Insulin: hormone regulating sugar metabolism – it allows sugar to enter cells to be used for energy.
Beta cells: cells in the pancreas that produce and release insulin.
Insulin response: the dance of insulin and glucose:
- You eat something; glucose enters your bloodstream.
- Beta cells do two things (in this process):
- Release their stored insulin to handle current glucose needs.
- Ramp up insulin production for future glucose needs.
- Glucose goes down.
- Beta cells respond by reversing course – they:
- Slow or stop releasing their stored insulin.
- Ramp down insulin production.
And so it goes – up, down, up, down…
Why We Need a Type 1 Diabetes Breakthrough
The beta cells are attacked, damaged, and often destroyed, usually by the diabetic’s own immune system. Without enough (or in some cases, any) beta cells, there isn’t enough insulin to handle the normal ebb and flow of glucose. And even when the diabetic takes insulin, it’s impossible to have the same subtle, nuanced, and well-timed response the body does.

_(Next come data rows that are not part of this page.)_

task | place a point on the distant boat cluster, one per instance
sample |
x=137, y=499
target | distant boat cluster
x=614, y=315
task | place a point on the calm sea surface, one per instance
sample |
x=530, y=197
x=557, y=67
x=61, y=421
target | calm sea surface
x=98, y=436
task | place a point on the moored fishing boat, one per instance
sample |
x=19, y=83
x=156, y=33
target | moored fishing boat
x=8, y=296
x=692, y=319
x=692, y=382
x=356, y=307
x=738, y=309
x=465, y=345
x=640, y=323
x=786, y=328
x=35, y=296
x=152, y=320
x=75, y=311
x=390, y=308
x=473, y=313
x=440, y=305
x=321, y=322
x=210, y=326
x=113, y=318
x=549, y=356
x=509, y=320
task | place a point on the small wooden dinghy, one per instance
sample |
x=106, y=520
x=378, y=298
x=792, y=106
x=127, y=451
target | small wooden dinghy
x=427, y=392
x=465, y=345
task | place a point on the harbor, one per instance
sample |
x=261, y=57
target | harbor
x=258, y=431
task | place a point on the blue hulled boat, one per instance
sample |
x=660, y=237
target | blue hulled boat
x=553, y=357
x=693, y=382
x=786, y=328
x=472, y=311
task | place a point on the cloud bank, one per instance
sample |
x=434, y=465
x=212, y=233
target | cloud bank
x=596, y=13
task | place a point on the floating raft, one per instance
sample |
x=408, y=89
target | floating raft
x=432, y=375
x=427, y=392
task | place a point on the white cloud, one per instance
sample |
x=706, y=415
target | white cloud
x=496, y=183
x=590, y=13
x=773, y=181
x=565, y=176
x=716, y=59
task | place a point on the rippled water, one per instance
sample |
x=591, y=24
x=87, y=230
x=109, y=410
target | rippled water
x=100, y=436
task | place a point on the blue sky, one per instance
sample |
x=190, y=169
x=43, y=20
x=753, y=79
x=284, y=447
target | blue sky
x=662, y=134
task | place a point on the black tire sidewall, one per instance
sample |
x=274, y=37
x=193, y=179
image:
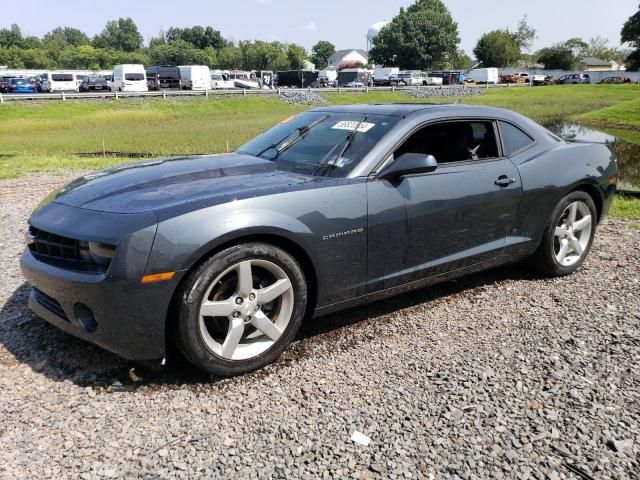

And Now We Have a Type 1 Diabetes Breakthrough
And it’s a doozy. This is the first part of a two-pronged approach to restoring beta cells to the diabetic’s own body.
This part involved developing a substance to use as a substrate that can be seeded with healthy beta cells from a donor. And it needed to be able to pass the body’s immune system (so the immune system wouldn’t attack it). And they did it!
In tests on mice, the substrate (seeded with healthy beta cells) stood up to the host’s immune system. And the mice started pumping out their own insulin. Their glucose normalized, and their survival improved!
Next step: developing the immune-resistant beta cells themselves.